I am particularly concerned about the impact these policies are having, and will continue to have, on pediatric patients. Recently, a case came to my attention where a mother brought her two-month old son to the emergency department because he was struggling to breathe. However, the claim seems to have been denied because the baby was breathing by the time they arrived in the emergency room. According to information I have received from your company, UnitedHealth appears to have denied this appeal.
As you know, children are unable to communicate symptoms in the same manner as adults. Under what circumstances do we expect parents to make potential life-altering decisions about seeking emergent care for their children?
I ask that you answer the below questions. Given that such claims are actively being denied, I respectfully request a response by March 1, 2018.
Ben Ray Lujan
Member of Congress
- Why did UnitedHealth decide to pursue the practice of not covering emergency department visits later determined to be non-emergent through a medical review process? When was this policy implemented?
- What UnitedHealth plans does this affect? Employer Sponsored Insurance (ESI), healthcare marketplace, Medicaid Managed Care, etc?
- What percentage of your beneficiaries have non-emergent, Emergency Department claims? How has this changed since UnitedHealth enacted this policy?
- How does UnitedHealth determine that a patient’s ED visit was non-emergent? Does the company request and review the entire medical record, or just the claims? How does this differ for adults and pediatric patients? Are pediatric claims exempt from the medical review?
- Can you explain how UnitedHealth’s policy does not violate the Prudent Layperson Standard (PLS), which requires health insurance plans to base reimbursement for emergency services based on the presenting/Chief complaint and not the final diagnosis? How does UnitedHealth’s interpretation of PLS differ for adults and pediatrics?

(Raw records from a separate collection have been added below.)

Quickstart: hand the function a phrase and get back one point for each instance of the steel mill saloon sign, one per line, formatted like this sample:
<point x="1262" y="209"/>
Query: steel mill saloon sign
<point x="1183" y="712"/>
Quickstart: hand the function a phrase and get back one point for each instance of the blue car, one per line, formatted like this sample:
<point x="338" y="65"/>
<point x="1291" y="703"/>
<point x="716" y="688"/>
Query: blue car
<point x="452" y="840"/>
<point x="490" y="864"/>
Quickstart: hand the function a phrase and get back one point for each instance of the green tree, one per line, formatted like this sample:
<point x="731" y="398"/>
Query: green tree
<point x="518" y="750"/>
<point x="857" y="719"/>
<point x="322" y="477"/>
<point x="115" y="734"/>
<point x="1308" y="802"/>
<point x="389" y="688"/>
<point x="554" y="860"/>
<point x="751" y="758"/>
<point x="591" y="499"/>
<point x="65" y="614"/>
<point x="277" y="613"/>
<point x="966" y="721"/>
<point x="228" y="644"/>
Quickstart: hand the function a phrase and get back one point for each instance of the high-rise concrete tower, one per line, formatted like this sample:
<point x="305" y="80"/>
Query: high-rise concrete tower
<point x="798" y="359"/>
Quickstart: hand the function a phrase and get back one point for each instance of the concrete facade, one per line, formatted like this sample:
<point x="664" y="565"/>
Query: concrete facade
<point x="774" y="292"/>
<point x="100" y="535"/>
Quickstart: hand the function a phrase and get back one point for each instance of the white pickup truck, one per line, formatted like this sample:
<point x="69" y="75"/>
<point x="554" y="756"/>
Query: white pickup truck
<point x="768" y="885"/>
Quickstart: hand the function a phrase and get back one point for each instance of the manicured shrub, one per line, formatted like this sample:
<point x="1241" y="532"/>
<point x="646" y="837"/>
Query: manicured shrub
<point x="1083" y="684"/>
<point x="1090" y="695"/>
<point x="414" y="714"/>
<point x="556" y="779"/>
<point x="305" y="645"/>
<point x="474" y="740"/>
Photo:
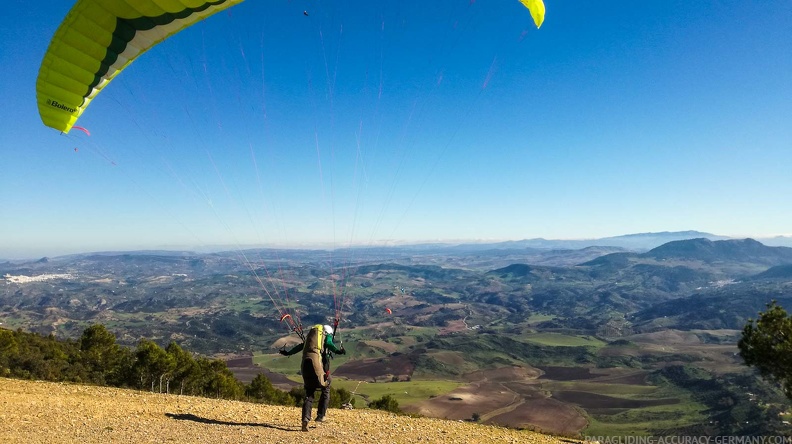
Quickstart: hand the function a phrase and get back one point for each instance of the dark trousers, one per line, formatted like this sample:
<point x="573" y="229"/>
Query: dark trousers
<point x="312" y="384"/>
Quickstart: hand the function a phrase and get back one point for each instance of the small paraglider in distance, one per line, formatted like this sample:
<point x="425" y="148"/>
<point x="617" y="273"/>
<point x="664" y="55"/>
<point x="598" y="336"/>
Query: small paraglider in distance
<point x="81" y="129"/>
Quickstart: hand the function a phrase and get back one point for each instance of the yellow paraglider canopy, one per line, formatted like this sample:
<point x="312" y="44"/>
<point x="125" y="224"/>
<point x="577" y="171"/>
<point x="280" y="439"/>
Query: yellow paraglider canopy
<point x="537" y="10"/>
<point x="98" y="39"/>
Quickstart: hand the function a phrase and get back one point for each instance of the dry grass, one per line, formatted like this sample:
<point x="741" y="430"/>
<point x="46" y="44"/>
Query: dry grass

- What DRGs or Hierarchical Condition Codes are included in UnitedHealth list of non-emergent conditions? Does this differ for adults and pediatric cases?
- Is this a nation-wide UnitedHealth policy or are only certain states involved?
- Who reviews these claims and makes the final decision regarding coverage? What specialties are the physicians who serve as medical directors that perform the review of non-emergent, emergency department claims? Are all UnitedHealth’s medical directors board-certified physicians? Are there mid-level providers and BSN-level nurses serving in these roles? Are all pediatric cases reviewed by a pediatrician?
- Please provide further details on the amount of emergency department and/or emergency medical services claims UnitedHealth receives for each state where this practice has been implemented. Provide further detail on the number and percentage of ED claims flagged for non-emergent use, non-emergent claims denied, the number and percentage of appeals United receives for denial of coverage for non-emergent claims, and successful appeals.